Four months since the first case of Covid-19 was identified in the country, the Solidarity Fund, established by President Cyril Ramaphosa as a rapid response to augment the fight against the pandemic, has made considerable progress in implementing its mandate and distributing funds, it said during a July 17 webinar.
Solidarity Fund interim CEO Nomkhita Nqweni acclaimed that the fund had continued to have a measurable impact across its key areas of work, including its healthcare relief efforts; and the important area of social solidarity.
For the former, she noted that the fund had played a catalytic role in responding to the immediate impact on the country’s healthcare system, by providing personal protective equipment (PPE) and critical medical equipment to healthcare and community workers.
She said the fund had also expanded the country’s testing capacity.
Moreover, the fund had distributed tens of thousands of food parcels to those most affected by the measures implemented to help contain the spread of the pandemic, she indicated.
For the latter, she noted that the fund had instituted behavioural change campaigns to continue to spread the messages of the importance of hand washing, protecting neighbours and friends, wearing face masks and maintaining physical distancing, as important measures to prevent the spread of Covid-19.
The fund had also partnered with various organisations and networks to amplify behavioural change campaigns to ensure maximum reach, she said.
One example is the return to work platform, developed to provide guidelines and resources for workplaces to reopen safely during the pandemic.
Moreover, she noted that the fund continued to work and partner with civil society to ensure community adherence to preventive measures.
Further, as part of the behavioural change campaigns, on Nelson Mandela International Day (July 18,) a 3TCricket match will be played, whereby three teams of eight will play in a single match, competing for the inaugural Solidarity Cup.
This match will be the first sports match in the country to be broadcast live since South Africa went into lockdown at the end of March, Nqweni indicated, adding that it would be in support of the message that behavioural changes can help curb the spread of Covid-19, and ultimately, reduce strain on the country’s healthcare system.
She emphasised that the match would observe all the necessary health protocols, and would serve as an opportunity to remind South Africans of the unifying nature of sport.
Nqweni said that through corporate, civil and government support, the fund had been able to move into the next phase of intervention, that of the health response.
To date, she said the fund had received R3-billion in pledges, and almost this full amount had already been converted and deposited into bank accounts thanks to South Africans’ commitment and generosity.
She indicated that more than 298 000 individuals had donated through various platforms, as well as more than 2 000 corporates.
To date, she noted that the fund had fully allocated more than R2.2-billion to fund initiatives that aim to help with the recovery, care and support for those affected by the pandemic.
She said R1.9-billion had been earmarked for the health response.
Solidarity Fund Recovery and Health response lead Dr Jonathan Bloomberg provided more insight into the fund’s health response efforts.
He said that the impact of the pandemic was now fully on the country; with the peak perhaps passed in the Western Cape; but still expected to occur in other provinces, such as Gauteng and the Eastern Cape.
From the onset, he noted that the fund had focused on care, detection and post-infection support.
In terms of care, at the outset, when the country went into the Level 5 lockdown, the fund had intervened by focusing on sourcing adequate PPE specifically for health and community workers, with the bulk timeously received and much already distributed to provinces; and ordering 200 ventilators, which are on the way to the country, he said.
Moreover, medical schools requested support for health students who would be returning to wards, and the fund provided medical masks for medical school in the country, he said.

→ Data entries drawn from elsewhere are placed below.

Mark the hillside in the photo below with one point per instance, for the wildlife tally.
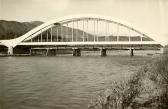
(13, 29)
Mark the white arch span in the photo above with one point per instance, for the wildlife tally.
(14, 42)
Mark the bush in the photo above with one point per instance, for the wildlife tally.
(147, 89)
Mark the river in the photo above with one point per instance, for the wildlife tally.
(60, 82)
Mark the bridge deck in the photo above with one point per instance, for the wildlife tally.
(92, 43)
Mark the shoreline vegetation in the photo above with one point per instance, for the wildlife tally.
(145, 89)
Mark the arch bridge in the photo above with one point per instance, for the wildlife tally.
(82, 31)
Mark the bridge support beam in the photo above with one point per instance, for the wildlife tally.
(103, 51)
(76, 52)
(10, 50)
(131, 51)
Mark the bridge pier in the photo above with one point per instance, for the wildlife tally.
(76, 52)
(131, 51)
(103, 51)
(10, 50)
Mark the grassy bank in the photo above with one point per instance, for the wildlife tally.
(146, 89)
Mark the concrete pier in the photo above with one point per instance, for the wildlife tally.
(103, 51)
(76, 52)
(131, 51)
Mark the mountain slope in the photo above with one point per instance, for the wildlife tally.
(13, 29)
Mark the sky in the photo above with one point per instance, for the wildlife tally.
(150, 16)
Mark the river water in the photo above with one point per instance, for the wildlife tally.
(61, 82)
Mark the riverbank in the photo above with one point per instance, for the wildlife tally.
(145, 89)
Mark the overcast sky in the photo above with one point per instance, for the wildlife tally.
(151, 16)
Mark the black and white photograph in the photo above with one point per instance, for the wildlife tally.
(83, 54)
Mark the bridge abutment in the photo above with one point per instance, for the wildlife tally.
(131, 51)
(10, 50)
(103, 52)
(76, 52)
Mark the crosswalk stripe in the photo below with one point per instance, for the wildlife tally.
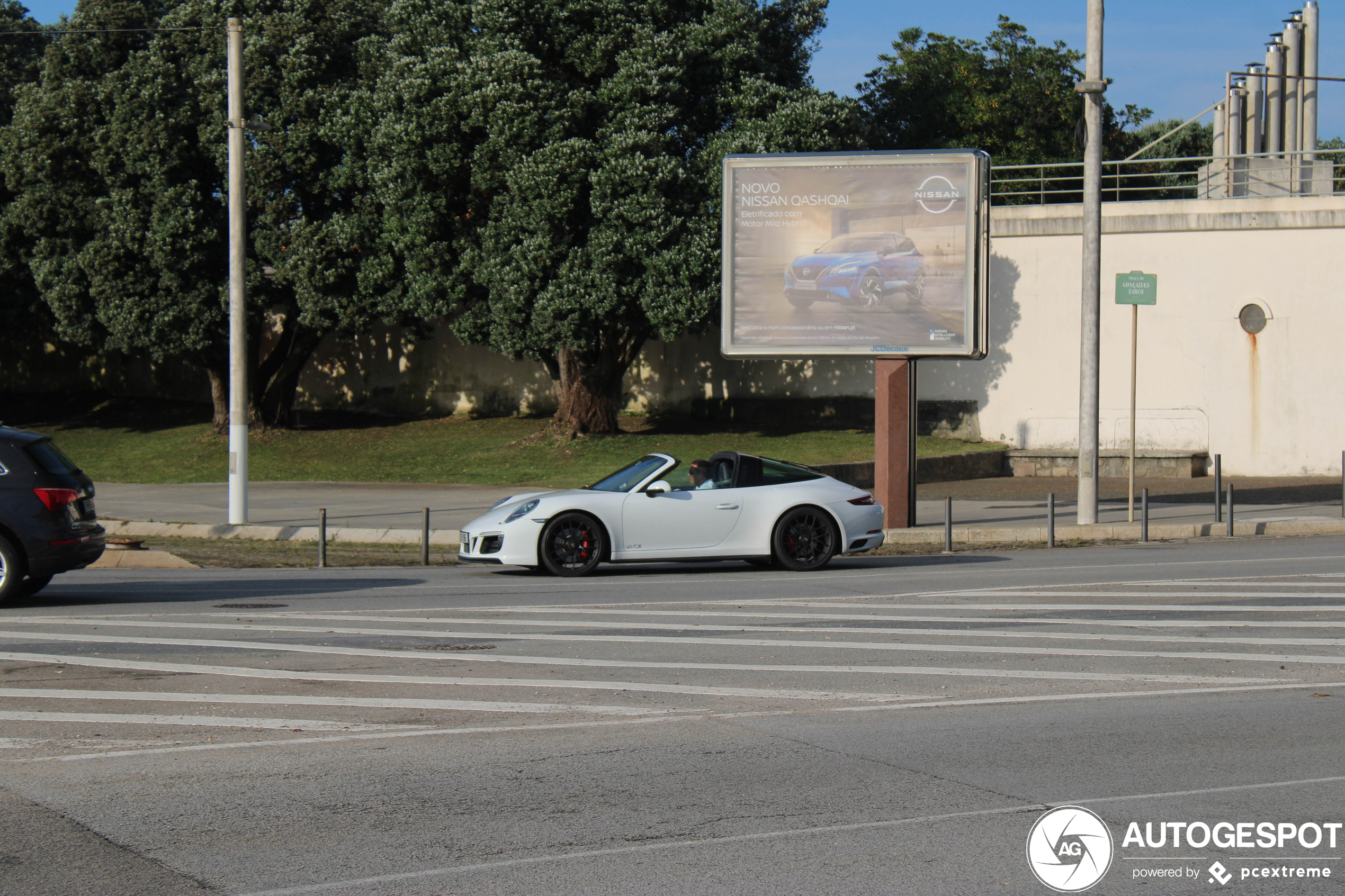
(673, 627)
(752, 642)
(379, 703)
(1040, 675)
(1147, 608)
(220, 722)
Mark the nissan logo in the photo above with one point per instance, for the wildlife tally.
(937, 194)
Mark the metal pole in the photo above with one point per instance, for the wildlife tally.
(1219, 488)
(237, 284)
(1092, 90)
(425, 538)
(1276, 97)
(1144, 516)
(947, 524)
(1134, 343)
(1051, 520)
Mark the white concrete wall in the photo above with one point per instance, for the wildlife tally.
(1270, 405)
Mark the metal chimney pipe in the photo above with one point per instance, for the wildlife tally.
(1276, 97)
(1256, 108)
(1293, 66)
(1311, 68)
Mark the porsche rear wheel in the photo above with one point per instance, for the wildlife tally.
(572, 545)
(805, 539)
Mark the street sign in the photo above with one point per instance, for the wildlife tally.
(1137, 288)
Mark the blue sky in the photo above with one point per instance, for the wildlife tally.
(1164, 54)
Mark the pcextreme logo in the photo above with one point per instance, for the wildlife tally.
(1070, 849)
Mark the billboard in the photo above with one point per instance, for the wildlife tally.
(880, 253)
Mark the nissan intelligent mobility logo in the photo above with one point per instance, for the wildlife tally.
(1070, 849)
(938, 190)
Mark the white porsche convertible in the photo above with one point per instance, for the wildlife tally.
(733, 507)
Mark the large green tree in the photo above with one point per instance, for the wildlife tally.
(121, 161)
(552, 167)
(1008, 96)
(21, 54)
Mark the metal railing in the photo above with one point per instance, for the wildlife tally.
(1288, 174)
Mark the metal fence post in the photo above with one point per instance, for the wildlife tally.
(947, 524)
(1051, 520)
(425, 538)
(1144, 515)
(1219, 490)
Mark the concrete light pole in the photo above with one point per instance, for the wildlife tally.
(237, 284)
(1091, 88)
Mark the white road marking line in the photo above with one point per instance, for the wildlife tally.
(748, 642)
(688, 614)
(764, 836)
(379, 703)
(1153, 608)
(76, 660)
(218, 722)
(292, 742)
(673, 627)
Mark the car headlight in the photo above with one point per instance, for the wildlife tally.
(522, 510)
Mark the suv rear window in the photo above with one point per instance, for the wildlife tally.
(51, 458)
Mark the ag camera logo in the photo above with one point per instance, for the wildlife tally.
(1070, 849)
(937, 193)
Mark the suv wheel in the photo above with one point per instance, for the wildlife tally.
(13, 572)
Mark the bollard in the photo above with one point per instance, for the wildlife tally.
(425, 538)
(1219, 488)
(947, 524)
(1144, 515)
(1051, 520)
(322, 538)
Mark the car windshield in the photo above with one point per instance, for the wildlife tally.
(858, 243)
(630, 476)
(51, 458)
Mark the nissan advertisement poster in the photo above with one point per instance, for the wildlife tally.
(880, 254)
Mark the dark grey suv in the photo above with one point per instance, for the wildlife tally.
(48, 520)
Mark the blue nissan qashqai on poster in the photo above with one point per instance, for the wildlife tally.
(857, 269)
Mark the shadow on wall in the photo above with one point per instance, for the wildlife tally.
(977, 381)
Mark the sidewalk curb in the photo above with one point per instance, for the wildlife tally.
(1113, 531)
(275, 532)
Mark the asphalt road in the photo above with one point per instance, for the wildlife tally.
(890, 726)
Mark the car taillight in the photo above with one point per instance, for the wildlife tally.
(57, 499)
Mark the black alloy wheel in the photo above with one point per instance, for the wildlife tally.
(13, 572)
(871, 292)
(572, 545)
(805, 539)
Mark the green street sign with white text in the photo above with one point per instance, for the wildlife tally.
(1137, 288)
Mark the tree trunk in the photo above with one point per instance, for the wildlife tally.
(589, 383)
(279, 375)
(220, 398)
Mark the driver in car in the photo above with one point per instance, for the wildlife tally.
(703, 475)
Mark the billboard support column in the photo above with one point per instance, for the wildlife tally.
(895, 441)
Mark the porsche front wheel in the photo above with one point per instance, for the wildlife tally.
(805, 539)
(572, 545)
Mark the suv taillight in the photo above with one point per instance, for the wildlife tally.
(57, 499)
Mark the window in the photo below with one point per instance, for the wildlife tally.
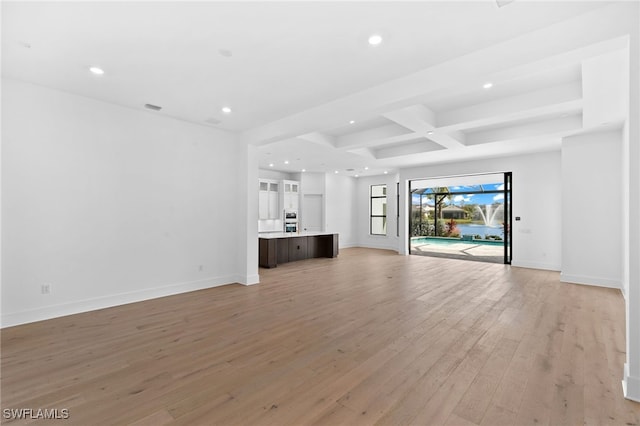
(378, 219)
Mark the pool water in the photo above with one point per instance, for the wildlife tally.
(443, 241)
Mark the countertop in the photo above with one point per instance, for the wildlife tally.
(270, 235)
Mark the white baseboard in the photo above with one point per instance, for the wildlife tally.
(348, 245)
(64, 309)
(630, 385)
(248, 279)
(586, 280)
(535, 265)
(377, 246)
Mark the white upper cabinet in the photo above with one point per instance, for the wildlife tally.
(268, 199)
(291, 194)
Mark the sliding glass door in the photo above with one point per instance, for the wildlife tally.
(466, 217)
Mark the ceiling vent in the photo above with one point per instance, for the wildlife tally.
(212, 120)
(501, 3)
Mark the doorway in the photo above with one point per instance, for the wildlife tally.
(462, 217)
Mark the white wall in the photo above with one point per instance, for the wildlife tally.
(631, 184)
(591, 209)
(340, 208)
(362, 226)
(110, 205)
(536, 199)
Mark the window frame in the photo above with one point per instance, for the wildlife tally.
(383, 216)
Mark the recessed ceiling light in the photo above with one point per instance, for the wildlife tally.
(375, 39)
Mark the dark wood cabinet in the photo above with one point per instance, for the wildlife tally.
(282, 250)
(297, 248)
(274, 251)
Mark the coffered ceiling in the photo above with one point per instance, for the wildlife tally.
(306, 87)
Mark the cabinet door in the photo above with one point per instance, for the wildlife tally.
(263, 205)
(282, 250)
(274, 209)
(297, 248)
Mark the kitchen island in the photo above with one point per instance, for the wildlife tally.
(280, 247)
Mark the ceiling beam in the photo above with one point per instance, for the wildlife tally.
(565, 98)
(506, 60)
(421, 120)
(320, 139)
(382, 135)
(525, 130)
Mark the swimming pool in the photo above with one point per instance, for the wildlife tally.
(444, 241)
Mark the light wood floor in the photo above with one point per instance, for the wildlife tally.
(368, 338)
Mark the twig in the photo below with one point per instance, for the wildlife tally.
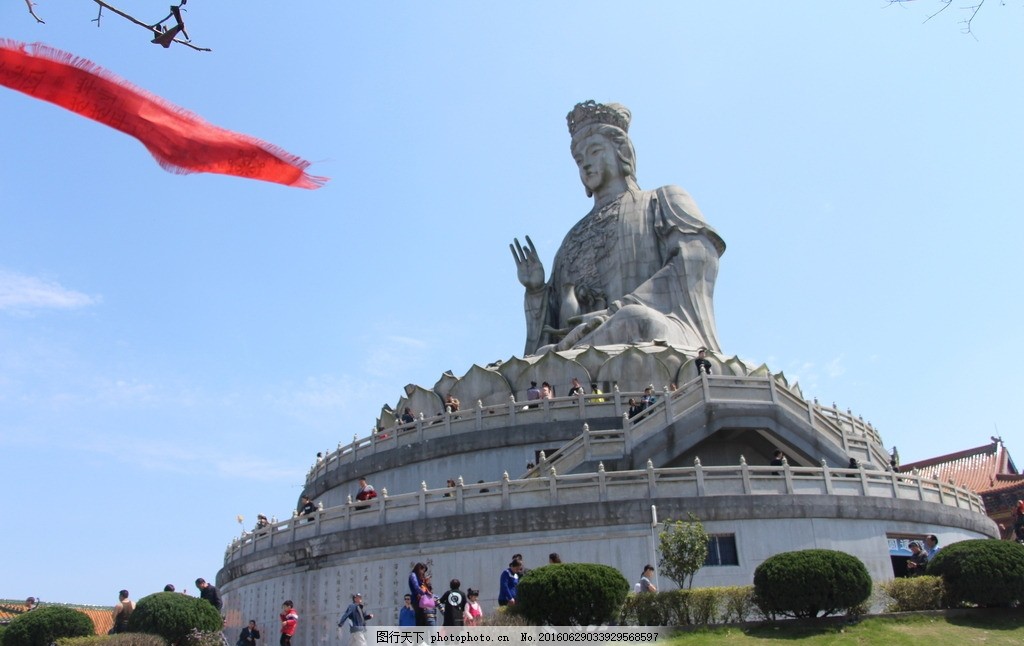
(32, 12)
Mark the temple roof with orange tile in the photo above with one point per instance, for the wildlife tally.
(102, 618)
(983, 470)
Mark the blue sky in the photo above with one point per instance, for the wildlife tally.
(174, 350)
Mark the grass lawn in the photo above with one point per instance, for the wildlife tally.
(996, 627)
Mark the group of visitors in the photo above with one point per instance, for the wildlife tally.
(422, 605)
(921, 555)
(639, 405)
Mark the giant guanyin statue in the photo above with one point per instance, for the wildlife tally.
(639, 267)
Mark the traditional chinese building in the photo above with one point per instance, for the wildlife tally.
(987, 470)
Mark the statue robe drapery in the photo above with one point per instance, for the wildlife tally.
(649, 258)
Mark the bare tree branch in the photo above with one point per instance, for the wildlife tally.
(162, 35)
(155, 28)
(32, 12)
(967, 23)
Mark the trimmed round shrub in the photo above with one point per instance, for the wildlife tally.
(810, 583)
(913, 593)
(571, 594)
(44, 626)
(982, 571)
(173, 616)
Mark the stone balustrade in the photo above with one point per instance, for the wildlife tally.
(554, 489)
(851, 433)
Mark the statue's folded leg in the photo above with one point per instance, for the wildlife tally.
(633, 324)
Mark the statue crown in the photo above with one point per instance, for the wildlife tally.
(591, 112)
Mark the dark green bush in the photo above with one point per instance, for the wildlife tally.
(44, 626)
(809, 583)
(913, 593)
(571, 594)
(173, 616)
(688, 607)
(122, 639)
(983, 571)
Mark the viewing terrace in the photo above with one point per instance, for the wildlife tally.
(762, 483)
(755, 397)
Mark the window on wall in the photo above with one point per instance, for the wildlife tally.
(722, 550)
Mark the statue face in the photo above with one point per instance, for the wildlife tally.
(598, 163)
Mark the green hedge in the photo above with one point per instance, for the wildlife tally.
(983, 571)
(173, 616)
(690, 607)
(810, 583)
(122, 639)
(913, 593)
(571, 594)
(44, 626)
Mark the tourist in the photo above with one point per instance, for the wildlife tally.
(635, 407)
(428, 603)
(704, 365)
(648, 398)
(208, 592)
(365, 492)
(407, 613)
(645, 583)
(509, 584)
(640, 266)
(532, 394)
(455, 604)
(357, 618)
(547, 392)
(249, 635)
(474, 613)
(919, 560)
(308, 509)
(289, 621)
(416, 578)
(577, 388)
(122, 611)
(407, 416)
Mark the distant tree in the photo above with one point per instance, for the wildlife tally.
(970, 10)
(684, 550)
(174, 616)
(44, 626)
(170, 29)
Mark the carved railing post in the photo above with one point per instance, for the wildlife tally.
(826, 475)
(744, 473)
(698, 473)
(553, 485)
(670, 406)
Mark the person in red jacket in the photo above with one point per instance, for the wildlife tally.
(289, 620)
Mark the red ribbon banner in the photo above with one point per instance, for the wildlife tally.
(181, 141)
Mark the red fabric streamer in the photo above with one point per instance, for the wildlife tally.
(181, 141)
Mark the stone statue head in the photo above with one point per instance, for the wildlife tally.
(610, 121)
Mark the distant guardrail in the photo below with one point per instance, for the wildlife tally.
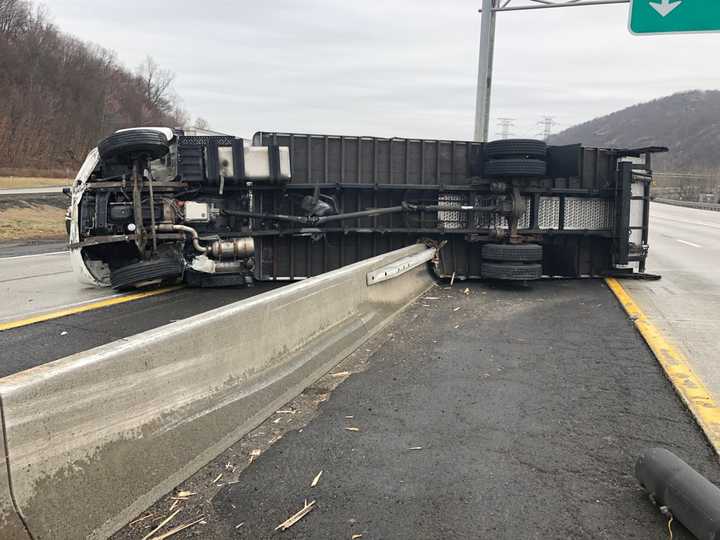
(689, 204)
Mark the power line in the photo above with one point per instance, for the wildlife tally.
(504, 125)
(546, 123)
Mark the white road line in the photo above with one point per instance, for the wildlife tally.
(687, 243)
(34, 255)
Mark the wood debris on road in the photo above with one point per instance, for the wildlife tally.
(316, 479)
(177, 529)
(143, 518)
(162, 524)
(292, 520)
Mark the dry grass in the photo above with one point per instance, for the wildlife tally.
(34, 221)
(19, 182)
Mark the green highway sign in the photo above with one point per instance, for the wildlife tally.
(674, 16)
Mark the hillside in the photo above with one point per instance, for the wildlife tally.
(60, 95)
(688, 123)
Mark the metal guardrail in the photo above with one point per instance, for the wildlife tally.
(689, 204)
(96, 437)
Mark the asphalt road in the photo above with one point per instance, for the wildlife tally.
(31, 191)
(20, 248)
(503, 413)
(37, 344)
(38, 283)
(685, 303)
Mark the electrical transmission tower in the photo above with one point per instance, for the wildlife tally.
(504, 125)
(546, 124)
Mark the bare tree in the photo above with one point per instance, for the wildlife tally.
(59, 96)
(201, 123)
(157, 85)
(14, 16)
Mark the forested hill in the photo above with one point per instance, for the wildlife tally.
(688, 123)
(59, 96)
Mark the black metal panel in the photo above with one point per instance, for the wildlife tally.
(364, 172)
(332, 159)
(622, 220)
(191, 163)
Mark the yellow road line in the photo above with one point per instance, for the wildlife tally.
(84, 307)
(687, 384)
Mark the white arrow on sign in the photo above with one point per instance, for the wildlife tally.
(664, 6)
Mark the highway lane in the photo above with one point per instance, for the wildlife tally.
(493, 413)
(38, 283)
(37, 344)
(685, 304)
(31, 191)
(20, 248)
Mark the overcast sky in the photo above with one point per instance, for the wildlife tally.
(392, 67)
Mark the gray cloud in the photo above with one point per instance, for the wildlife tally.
(403, 68)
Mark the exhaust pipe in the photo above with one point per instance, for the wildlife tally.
(680, 491)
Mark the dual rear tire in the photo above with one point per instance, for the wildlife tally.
(515, 158)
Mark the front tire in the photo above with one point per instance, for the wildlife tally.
(127, 145)
(145, 273)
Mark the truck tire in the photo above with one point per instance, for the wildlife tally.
(146, 272)
(203, 280)
(511, 271)
(501, 168)
(516, 148)
(146, 142)
(512, 253)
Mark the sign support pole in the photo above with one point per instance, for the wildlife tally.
(485, 58)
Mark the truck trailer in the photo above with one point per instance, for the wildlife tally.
(153, 205)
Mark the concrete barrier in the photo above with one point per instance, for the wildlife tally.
(96, 437)
(11, 526)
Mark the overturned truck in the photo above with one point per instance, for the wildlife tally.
(156, 204)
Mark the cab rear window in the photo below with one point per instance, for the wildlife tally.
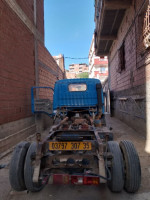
(77, 87)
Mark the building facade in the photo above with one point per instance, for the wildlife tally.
(76, 69)
(24, 62)
(122, 33)
(98, 66)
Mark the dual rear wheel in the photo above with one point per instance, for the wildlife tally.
(21, 168)
(125, 167)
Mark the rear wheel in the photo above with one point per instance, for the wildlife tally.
(131, 165)
(116, 169)
(16, 171)
(29, 169)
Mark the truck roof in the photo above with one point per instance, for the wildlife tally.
(86, 96)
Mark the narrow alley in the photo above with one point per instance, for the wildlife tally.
(75, 99)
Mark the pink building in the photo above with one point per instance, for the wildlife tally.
(98, 66)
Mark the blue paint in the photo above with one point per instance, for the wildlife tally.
(72, 100)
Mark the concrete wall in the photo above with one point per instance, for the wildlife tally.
(129, 86)
(24, 62)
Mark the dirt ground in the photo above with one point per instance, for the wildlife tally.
(64, 192)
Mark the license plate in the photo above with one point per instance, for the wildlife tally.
(69, 146)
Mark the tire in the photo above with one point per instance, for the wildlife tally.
(16, 170)
(132, 166)
(28, 171)
(116, 183)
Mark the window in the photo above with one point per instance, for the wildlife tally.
(77, 87)
(102, 69)
(121, 58)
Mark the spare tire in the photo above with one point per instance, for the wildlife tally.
(131, 165)
(16, 170)
(29, 169)
(116, 183)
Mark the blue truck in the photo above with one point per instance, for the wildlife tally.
(79, 147)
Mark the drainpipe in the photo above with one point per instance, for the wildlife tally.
(36, 47)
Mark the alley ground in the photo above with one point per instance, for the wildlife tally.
(66, 192)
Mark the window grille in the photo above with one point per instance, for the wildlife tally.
(146, 28)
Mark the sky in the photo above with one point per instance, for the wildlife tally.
(69, 27)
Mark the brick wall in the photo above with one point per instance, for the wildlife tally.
(17, 72)
(129, 85)
(19, 68)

The next phase focused largely on the country’s public hospital system, as modelling showed that the rising number of infections would place an increasing burden on general and critical care beds.
Bloomberg said the fund was working with the Department of Health and provinces to understand their needs and demands, and how it could help.
Recently, R405-million of funding was approved by the fund for the sourcing of required medical equipment for hotspots such as Gauteng and the Eastern Cape.
Bloomberg noted that before the pandemic, the country imported about 92% of all medical equipment, including PPE.
Therefore, part of its focus is to leave a legacy when the pandemic is gone; and, in this vein, it has started investing in local manufacturing of medical equipment, while ensuring the response remains timely and demands are met.
R250-million has been invested in the manufacture of non-invasive ventilators, with the majority to be produced by the CSIR, and the rest by various consortiums, he noted. With production already under way, it is hoped that some will soon start arriving on the frontlines.
In terms of detection, the fund has provided financial support to support national lab efforts for testing for Covid-19, to scale up and capacitate these.
It has also provided a grant of R26-million to support a network of community pharmacies and general practitioners across the country for healthcare workers and community workers to get tested, with a rapid turnaround required here.